The name fatal familial insomnia may be a bit misleading, as it implies that its victims actually die from insomnia. Since the inability to sleep present in FFI is caused by the destruction of the thalamus, insomnia could just as easily be viewed as another byproduct of the disease. A symptom rather than a cause. It’s one of those tricky chicken-or-the-egg questions. Scientists are pretty good at designing experiments in which animals drop dead after being forcibly kept awake for weeks, but they have a harder time determining what exactly killed them. Examinations of the animals after they die tend to turn up healthy organs and no clear signs as to what physically went wrong. Sleep is a nebulous field. There is little debate that we need it, but no solid proof as to why we need it. So cherish the sleep that you can fit in to your busy schedule, lest it be brutally taken from you by a rare genetic illness.**

* REM sleep is the stage in which dreaming occurs. During REM sleep the brain is active but the body’s voluntary muscles are paralyzed, theoretically to protect the sleeper from acting out dreams.

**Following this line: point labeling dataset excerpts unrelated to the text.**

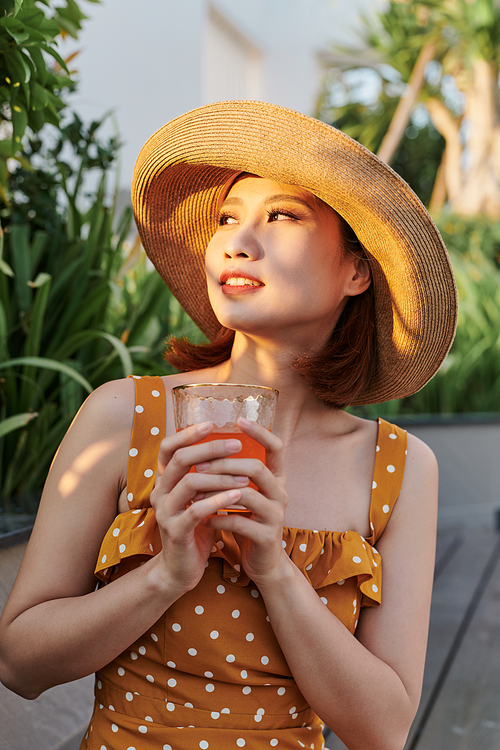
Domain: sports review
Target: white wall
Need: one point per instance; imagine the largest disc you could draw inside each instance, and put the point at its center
(148, 60)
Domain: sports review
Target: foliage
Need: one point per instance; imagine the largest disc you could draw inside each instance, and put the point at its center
(77, 305)
(29, 87)
(469, 379)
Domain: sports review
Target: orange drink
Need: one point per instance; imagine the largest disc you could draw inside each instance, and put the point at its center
(222, 404)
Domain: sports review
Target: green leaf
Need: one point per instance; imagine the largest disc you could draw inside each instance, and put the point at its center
(16, 422)
(48, 364)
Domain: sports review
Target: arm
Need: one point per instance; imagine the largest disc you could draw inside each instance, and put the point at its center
(366, 688)
(56, 627)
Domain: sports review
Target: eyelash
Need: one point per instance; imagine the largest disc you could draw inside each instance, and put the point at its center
(270, 212)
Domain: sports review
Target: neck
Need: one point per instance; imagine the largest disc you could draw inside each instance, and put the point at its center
(270, 364)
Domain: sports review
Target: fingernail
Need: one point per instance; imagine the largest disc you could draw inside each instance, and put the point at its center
(232, 445)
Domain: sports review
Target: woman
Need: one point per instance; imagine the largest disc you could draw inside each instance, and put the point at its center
(227, 631)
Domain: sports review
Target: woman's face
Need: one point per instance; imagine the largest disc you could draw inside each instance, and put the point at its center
(275, 264)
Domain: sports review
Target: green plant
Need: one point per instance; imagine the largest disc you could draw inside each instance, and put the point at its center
(30, 89)
(77, 305)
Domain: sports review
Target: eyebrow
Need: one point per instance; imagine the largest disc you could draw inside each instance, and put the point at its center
(234, 201)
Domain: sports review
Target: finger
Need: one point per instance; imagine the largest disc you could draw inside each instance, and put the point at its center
(272, 443)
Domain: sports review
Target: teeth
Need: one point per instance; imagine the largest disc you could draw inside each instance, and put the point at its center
(240, 281)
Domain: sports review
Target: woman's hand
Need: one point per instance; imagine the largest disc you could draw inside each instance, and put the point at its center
(260, 535)
(183, 501)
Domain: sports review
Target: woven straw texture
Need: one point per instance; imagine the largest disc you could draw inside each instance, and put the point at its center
(177, 182)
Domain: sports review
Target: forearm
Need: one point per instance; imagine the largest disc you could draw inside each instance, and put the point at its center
(65, 639)
(359, 696)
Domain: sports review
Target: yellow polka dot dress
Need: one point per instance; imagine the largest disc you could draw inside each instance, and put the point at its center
(210, 673)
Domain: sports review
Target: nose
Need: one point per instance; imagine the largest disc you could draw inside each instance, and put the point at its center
(243, 243)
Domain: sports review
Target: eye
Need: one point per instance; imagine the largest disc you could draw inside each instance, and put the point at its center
(280, 214)
(225, 218)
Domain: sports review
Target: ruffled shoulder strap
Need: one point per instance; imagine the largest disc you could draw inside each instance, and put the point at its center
(147, 433)
(390, 460)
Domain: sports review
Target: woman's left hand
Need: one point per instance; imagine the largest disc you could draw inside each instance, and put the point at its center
(259, 535)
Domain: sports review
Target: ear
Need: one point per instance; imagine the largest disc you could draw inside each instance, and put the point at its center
(360, 279)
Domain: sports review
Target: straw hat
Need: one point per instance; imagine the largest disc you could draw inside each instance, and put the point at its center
(184, 166)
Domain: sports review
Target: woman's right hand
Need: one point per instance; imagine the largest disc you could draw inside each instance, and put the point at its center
(182, 500)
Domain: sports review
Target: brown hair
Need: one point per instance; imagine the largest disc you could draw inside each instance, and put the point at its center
(339, 371)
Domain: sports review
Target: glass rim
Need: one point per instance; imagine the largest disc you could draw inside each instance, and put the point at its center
(232, 385)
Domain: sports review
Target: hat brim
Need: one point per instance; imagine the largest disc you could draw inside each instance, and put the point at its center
(184, 166)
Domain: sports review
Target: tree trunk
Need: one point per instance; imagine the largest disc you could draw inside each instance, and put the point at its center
(401, 116)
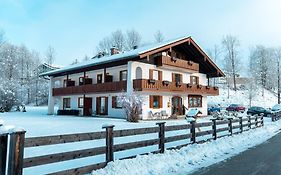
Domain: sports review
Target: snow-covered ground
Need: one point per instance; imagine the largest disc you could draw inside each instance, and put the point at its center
(192, 157)
(183, 161)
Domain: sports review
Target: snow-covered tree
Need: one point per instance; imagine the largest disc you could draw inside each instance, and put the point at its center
(50, 55)
(133, 39)
(232, 63)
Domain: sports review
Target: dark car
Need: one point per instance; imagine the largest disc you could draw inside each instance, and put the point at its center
(213, 109)
(258, 110)
(236, 107)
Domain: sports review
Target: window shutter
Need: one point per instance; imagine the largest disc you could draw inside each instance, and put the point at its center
(150, 73)
(181, 78)
(160, 101)
(160, 75)
(150, 101)
(106, 105)
(113, 101)
(98, 105)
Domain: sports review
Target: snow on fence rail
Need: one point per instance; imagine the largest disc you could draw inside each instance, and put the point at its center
(15, 162)
(276, 116)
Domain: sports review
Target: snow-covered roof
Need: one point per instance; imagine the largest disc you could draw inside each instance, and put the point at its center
(111, 58)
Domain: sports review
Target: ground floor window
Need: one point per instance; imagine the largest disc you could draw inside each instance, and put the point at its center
(66, 103)
(155, 101)
(80, 102)
(194, 101)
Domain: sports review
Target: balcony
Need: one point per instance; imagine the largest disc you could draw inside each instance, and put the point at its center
(175, 62)
(118, 86)
(164, 86)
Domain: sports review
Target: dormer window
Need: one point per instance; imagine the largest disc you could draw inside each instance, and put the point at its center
(194, 80)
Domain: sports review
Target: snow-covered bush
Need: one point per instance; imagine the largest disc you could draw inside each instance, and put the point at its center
(131, 103)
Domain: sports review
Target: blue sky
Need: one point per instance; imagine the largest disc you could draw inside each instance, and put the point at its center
(74, 27)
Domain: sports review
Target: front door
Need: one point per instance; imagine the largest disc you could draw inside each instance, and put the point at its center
(87, 107)
(177, 107)
(102, 106)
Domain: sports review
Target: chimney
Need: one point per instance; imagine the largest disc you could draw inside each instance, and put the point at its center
(114, 50)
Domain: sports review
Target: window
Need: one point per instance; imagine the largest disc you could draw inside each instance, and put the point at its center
(123, 75)
(194, 101)
(66, 103)
(116, 102)
(155, 74)
(99, 78)
(80, 102)
(194, 80)
(177, 78)
(155, 101)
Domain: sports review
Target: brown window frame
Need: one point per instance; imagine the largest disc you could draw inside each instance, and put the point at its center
(194, 98)
(196, 80)
(174, 77)
(115, 102)
(99, 76)
(159, 74)
(79, 102)
(121, 77)
(65, 104)
(152, 99)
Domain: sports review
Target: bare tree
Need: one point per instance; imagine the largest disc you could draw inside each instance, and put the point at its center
(232, 63)
(118, 40)
(133, 39)
(159, 37)
(104, 45)
(259, 65)
(50, 55)
(278, 61)
(215, 54)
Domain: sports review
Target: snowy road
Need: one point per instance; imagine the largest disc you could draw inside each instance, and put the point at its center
(260, 160)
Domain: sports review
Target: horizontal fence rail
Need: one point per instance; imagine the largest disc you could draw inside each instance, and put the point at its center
(188, 133)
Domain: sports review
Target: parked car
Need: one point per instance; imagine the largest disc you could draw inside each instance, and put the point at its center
(236, 107)
(213, 109)
(258, 110)
(276, 108)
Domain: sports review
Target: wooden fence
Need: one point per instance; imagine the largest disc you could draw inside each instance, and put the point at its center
(276, 116)
(15, 163)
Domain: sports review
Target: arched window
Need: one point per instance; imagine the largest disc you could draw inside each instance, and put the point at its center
(138, 73)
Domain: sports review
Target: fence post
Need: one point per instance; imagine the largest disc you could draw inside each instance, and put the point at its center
(230, 125)
(214, 128)
(3, 152)
(241, 124)
(109, 142)
(16, 149)
(273, 116)
(192, 131)
(249, 121)
(161, 136)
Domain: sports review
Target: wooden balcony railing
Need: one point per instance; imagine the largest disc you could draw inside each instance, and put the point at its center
(118, 86)
(164, 86)
(175, 62)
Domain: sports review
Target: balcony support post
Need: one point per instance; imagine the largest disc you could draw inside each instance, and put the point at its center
(51, 100)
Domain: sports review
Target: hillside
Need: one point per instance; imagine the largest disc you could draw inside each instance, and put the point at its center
(242, 97)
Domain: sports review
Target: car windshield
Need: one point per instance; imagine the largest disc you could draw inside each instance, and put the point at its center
(278, 106)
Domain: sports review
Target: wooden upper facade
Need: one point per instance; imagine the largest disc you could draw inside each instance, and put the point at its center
(175, 59)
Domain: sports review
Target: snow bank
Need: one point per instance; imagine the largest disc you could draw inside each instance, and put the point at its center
(192, 157)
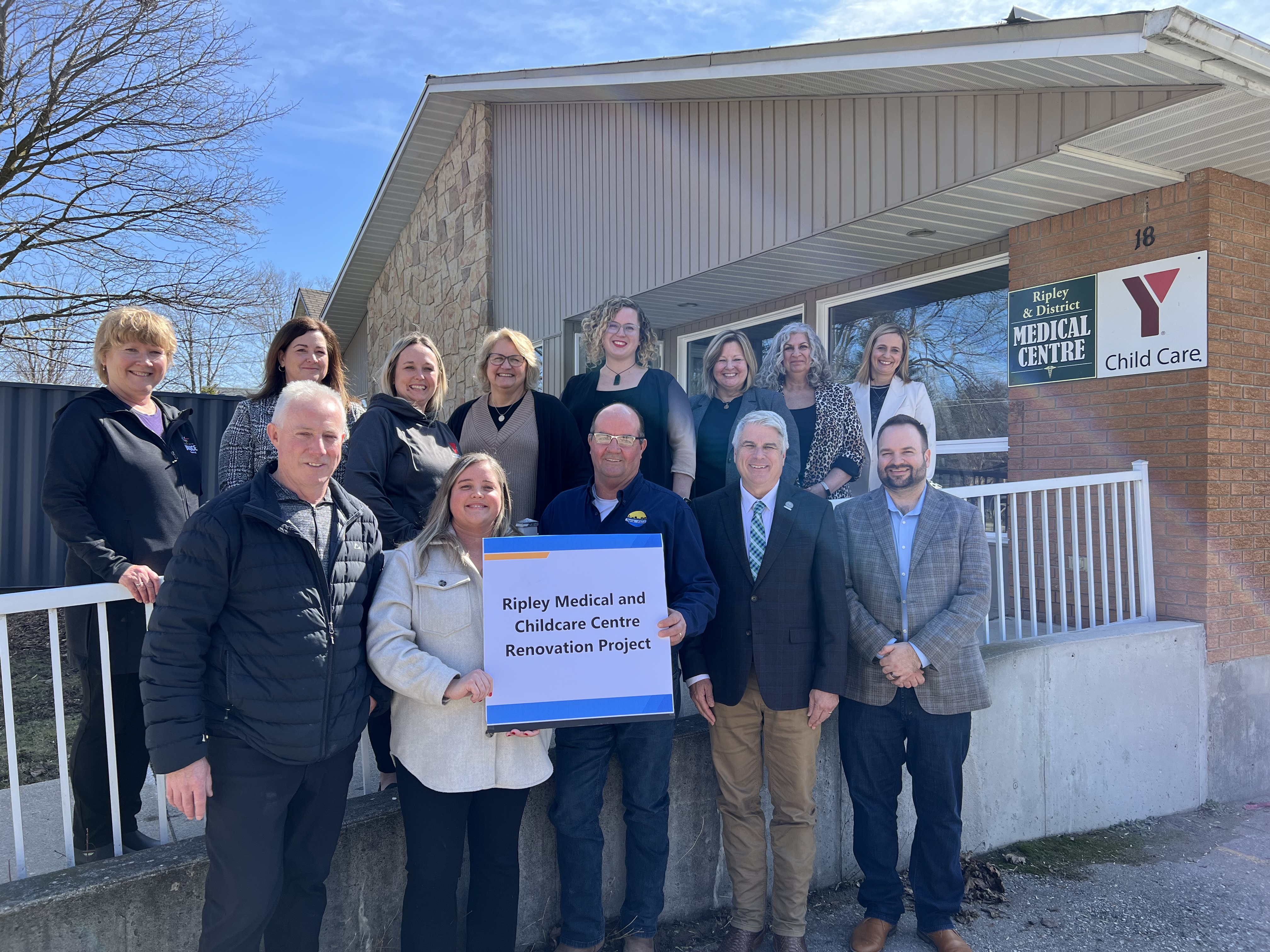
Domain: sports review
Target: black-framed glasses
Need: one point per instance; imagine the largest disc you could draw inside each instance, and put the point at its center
(624, 441)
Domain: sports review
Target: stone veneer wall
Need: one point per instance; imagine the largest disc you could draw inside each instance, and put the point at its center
(439, 277)
(1203, 431)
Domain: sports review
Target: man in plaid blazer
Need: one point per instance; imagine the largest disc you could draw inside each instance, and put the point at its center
(919, 586)
(766, 675)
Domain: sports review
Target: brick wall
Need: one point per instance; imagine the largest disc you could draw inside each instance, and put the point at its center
(439, 277)
(1203, 431)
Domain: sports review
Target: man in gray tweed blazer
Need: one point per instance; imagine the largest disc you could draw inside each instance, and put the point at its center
(919, 586)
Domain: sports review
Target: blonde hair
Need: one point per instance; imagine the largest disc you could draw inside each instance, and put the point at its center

† Obstructive sleep apnea is the blocking of airways during sleep, which leads to multiple brief awakenings during the night to obtain more air (up to 100 per hour of sleep). Sufferers may not even realize that they are losing sleep at night as they will not recall these episodes and experience their symptoms mostly in the form of daytime sleepiness. The condition also causes snoring.

‡ Restless leg syndrome was recently mocked (by me) in another article. It is a real malady, it is just not as prevalent as the pharmaceutical industry would have you believe. It is characterized by uncomfortable creepy-crawling feelings in the legs and a subsequent urge to move them. These symptoms worsen during inactive periods, for example – lying down and attempting to go to sleep.

§ A prion is a mis-folded protein that replicates itself using healthy cells, not unlike a virus. You have likely read about prions before, as they are also the culprit behind bovine spongiform encephalopathy, aka mad cow disease.

** There is no actual causal relationship between these two things. I’m just being dramatic. It’s October.


Who told you this?

Mahowald, M.W. and Schenck, C.H. 2005. “Insight From Studying Human Sleep Disorders.” Nature 437: 1279-1285.

Raggi, A. et al. 2008. “The behavioral features of fatal familial insomnia: A new Italian case with pathological verification.” Sleep Medicine 10: 581-585.

Krasnianski, A. et al. 2008. “Fatal Familial Insomnia: Clinical Features and Early Identification.” Annals of Neurology 63: 658-661.

Gallassi, R. et al. 1996. “Fatal familial insomnia: Behavioral and cognitive features.” Neurology 46: 935-939.

Medori, R. et al. 1992. “Fatal familial insomnia: A prion disease with a mutation at codon 178 of the prion protein gene.” The New England Journal of Medicine 326: 444-449.

Special thanks to Elizabeth, who first alerted me to the existence of this ailment during an evening of dancing and karaoke.

1 comment:

  1. It's my understanding that a special ops group in the Vietnam War was selected for sleep deprivation experiments to make them supersoldiers.

    This ultimately lead to one of the last remaining survivors to develop the ability to manipulate the perceived reality of others.

    On a scale of duct tape to cyanide capsules, how concerned should we be?